Within its Oracle Cerner platform, the University of New Mexico Health Sciences Center uses a screening tool to determine the correlation between adverse social determinants and poor health outcomes in populations with diabetes and other chronic conditions. The results led the organization to hire community health workers for its primary care clinics and its emergency room to make a more positive impact on vulnerable patient populations. Their Office of Community Health plays an important role in promoting health and health equity, and recognizes that social determinants, such as housing, education, food, transportation, utilities, income and social inclusion, play a much larger role in health.

Where should hospitals or health systems begin with health equity efforts?

Improving the health of populations without understanding the conditions in which they live is a difficult undertaking. Having accurate, localized community data within the EHR is essential to addressing social risk factors and improving community health. This same data can also be used to advance health equity—a particular focus of many of our health systems here in the US

What can smaller hospitals or health systems with more modest resources do to use data to address disparities?

Addressing health care disparities is not easy, whether you are a critical care hospital or a large integrated delivery system. And we developed the Learning Health Network. Today, a group of more than 100 health systems from 43 states, including small community hospitals and academic medical centers, share de-identified EHR data with the goal of advancing clinical research. More than half of the health network members are small critical access hospitals that now have the chance to bring clinical studies to their rural communities. Healthcare is about people helping people – and the Learning Health Network is a very definition of that.

By design, diversity has become the Learning Health Network’s superpower. Clinical trials run by the health network have three times the national average of black and Hispanic participants. Take, for example, Osmond General Hospital – a 20-bed critical access hospital in rural Nebraska. For the first time ever, earlier this year they enrolled in their first clinical trial for early detection of colorectal cancer. One of their patients who qualified for the study tested positive on her home screening test. This prompted her to go in for a colonoscopy which confirmed a diagnosis of cancer. She is now undergoing treatment possibly years earlier for the disease.

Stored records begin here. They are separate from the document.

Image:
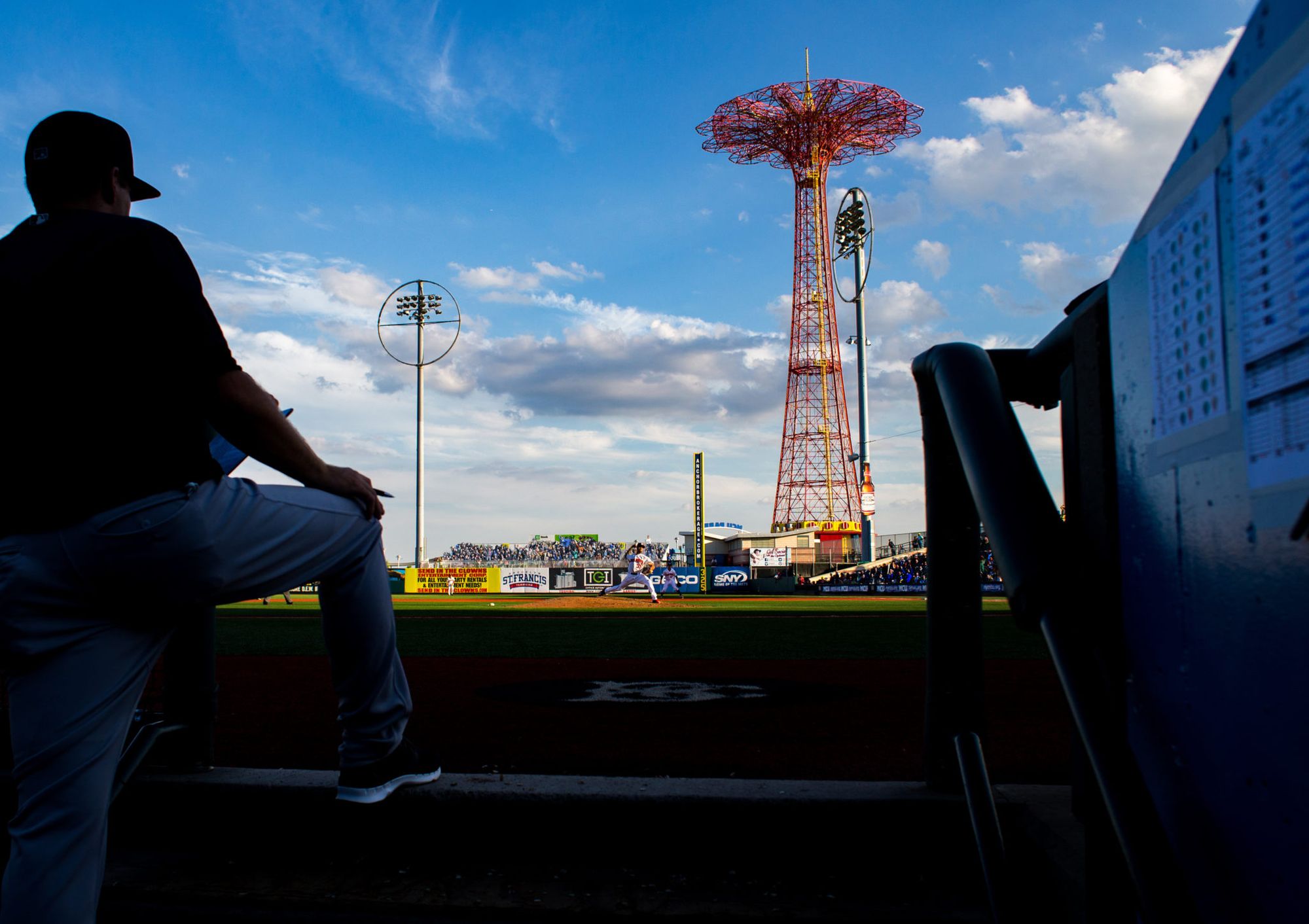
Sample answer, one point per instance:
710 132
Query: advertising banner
524 580
566 580
688 579
467 580
731 579
770 558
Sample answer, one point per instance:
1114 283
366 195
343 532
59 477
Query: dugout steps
274 845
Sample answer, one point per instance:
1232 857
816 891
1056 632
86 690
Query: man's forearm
249 418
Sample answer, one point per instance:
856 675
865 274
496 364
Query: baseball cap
70 143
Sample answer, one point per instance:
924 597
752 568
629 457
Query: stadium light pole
854 239
418 312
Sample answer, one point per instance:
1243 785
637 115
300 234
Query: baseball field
789 688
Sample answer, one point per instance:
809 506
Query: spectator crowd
910 571
561 553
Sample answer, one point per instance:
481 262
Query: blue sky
625 294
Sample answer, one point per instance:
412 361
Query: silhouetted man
120 527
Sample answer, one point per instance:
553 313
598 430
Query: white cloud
1061 275
904 209
311 217
574 272
1105 154
497 278
1005 300
1098 35
934 257
897 304
408 56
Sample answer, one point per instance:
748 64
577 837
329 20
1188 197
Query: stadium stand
545 553
908 570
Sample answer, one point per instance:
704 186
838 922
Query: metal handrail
978 465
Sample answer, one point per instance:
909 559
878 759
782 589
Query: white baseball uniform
634 577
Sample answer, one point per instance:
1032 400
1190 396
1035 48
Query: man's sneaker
406 766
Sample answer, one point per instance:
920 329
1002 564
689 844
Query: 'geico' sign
731 579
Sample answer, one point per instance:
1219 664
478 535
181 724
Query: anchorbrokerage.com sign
467 580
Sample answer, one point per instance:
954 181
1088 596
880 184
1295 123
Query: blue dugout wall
1210 325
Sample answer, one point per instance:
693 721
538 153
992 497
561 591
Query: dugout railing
980 467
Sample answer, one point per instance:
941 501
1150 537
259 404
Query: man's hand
350 484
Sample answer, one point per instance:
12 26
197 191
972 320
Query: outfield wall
531 579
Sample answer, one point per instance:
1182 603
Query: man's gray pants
87 611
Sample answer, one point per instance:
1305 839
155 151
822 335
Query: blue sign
731 579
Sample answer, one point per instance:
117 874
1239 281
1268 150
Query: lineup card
1272 200
1187 315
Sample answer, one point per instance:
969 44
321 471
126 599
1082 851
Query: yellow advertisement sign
821 527
467 580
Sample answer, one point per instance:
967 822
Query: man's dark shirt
108 358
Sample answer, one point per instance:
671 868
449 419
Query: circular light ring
412 304
855 196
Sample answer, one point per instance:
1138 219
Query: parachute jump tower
807 129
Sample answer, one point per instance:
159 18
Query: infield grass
841 629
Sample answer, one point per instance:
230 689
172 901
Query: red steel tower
810 128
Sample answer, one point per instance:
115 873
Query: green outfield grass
838 630
480 604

This example brings to life the great benefit of the Learning Health Network – and how caregivers and patients can gain faster access to leading therapeutics, diagnostics and medications.

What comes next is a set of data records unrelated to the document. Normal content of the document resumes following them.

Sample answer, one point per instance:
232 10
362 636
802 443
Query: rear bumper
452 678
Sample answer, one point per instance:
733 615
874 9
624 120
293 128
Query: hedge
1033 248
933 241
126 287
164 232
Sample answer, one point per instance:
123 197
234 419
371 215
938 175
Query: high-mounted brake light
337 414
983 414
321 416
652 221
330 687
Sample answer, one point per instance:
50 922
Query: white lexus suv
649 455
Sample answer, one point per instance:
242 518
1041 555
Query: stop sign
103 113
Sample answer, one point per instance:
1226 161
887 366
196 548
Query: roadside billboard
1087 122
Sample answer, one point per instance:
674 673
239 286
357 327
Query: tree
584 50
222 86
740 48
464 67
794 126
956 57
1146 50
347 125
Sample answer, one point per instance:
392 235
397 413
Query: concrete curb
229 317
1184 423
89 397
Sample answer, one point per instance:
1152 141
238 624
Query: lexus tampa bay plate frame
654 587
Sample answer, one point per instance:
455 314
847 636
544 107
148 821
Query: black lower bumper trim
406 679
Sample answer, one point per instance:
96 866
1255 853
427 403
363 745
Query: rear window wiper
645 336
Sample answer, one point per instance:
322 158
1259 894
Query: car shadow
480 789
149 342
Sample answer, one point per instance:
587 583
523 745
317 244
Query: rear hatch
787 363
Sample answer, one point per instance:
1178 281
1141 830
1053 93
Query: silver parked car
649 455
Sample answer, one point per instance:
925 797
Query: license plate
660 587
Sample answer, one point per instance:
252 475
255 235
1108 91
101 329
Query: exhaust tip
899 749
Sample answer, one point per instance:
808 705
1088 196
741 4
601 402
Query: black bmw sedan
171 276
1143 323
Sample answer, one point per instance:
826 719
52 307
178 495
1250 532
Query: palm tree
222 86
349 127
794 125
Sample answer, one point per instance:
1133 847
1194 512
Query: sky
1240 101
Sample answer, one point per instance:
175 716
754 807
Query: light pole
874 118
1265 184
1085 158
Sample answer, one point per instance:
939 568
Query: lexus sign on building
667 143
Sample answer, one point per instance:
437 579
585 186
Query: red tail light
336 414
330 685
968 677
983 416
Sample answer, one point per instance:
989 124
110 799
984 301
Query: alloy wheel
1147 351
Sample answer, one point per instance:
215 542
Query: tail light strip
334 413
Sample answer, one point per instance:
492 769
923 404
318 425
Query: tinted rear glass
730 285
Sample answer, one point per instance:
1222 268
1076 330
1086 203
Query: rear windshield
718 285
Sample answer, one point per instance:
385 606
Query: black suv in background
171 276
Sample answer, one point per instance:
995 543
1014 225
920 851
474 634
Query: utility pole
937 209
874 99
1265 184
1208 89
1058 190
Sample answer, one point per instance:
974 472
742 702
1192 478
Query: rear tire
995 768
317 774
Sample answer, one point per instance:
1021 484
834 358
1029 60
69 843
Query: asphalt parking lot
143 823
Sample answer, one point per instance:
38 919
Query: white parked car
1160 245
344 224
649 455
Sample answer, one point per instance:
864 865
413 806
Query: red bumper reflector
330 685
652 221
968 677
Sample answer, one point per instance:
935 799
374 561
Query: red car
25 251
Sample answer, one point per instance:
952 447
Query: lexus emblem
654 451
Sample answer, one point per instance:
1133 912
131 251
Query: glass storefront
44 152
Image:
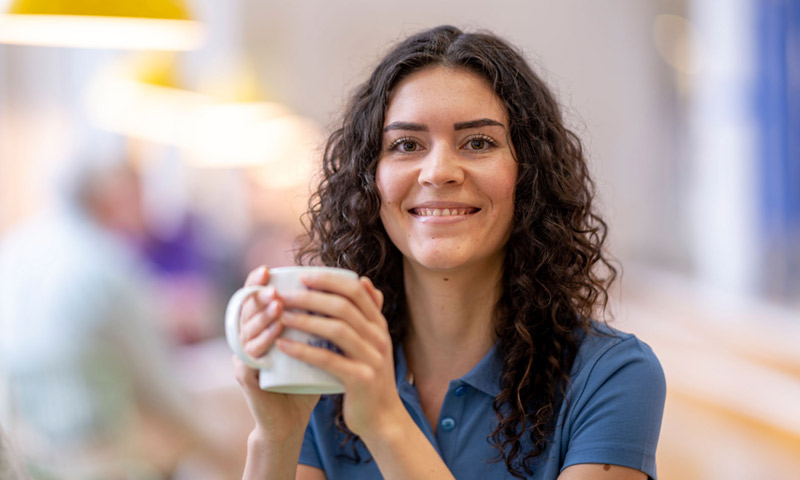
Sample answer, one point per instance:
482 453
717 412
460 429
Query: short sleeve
309 454
616 410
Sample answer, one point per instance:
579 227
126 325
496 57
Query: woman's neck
451 318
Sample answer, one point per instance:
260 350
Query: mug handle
232 327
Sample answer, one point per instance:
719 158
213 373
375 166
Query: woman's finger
342 334
263 342
256 302
246 376
334 306
262 319
353 290
341 367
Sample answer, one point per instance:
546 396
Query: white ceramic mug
278 372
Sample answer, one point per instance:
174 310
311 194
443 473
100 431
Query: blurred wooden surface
733 378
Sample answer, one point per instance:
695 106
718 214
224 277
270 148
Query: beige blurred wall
598 56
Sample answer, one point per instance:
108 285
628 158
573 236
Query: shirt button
448 424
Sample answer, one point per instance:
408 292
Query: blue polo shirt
612 415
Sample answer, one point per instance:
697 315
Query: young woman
470 348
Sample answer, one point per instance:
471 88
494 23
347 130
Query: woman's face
446 172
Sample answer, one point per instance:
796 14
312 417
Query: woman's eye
408 146
404 145
477 144
480 143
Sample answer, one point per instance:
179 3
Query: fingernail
266 294
272 328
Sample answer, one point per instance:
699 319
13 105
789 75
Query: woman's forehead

How do you ensure that technology solutions to improve health equity do not actually exacerbate inequities?

This is an area of ​​increasing assessment and work for all of us in the healthcare industry. Data entered into electronic health systems may reflect societal bias. Machine learning algorithms that build on data can therefore reflect and exacerbate inequalities. To eliminate this, we need to take a proactive approach at multiple levels, including delivery-side education to ensure we are bias-free in our documentation and data collection, and active monitoring and surveillance to ensure we look for bias and eliminate when identified in systems. This requires broad discussion and commitment from all of us.

How should hospitals and health systems work with the community to address health disparities?

Despite commitment across health care organizations to address health disparities, some have found it difficult to detect and address disparities. An important step is to build relationships and infrastructure to support community engagement – something that has historically not been considered. We have not always looked at what is happening in clinics and hospitals without considering the full picture. However, what happens outside the doctor’s office and in daily life can affect decisions we make and opportunities we have. Robust, thriving relationships can help communities understand together how to identify and address gaps to ensure better health and care for individuals, communities and neighborhoods.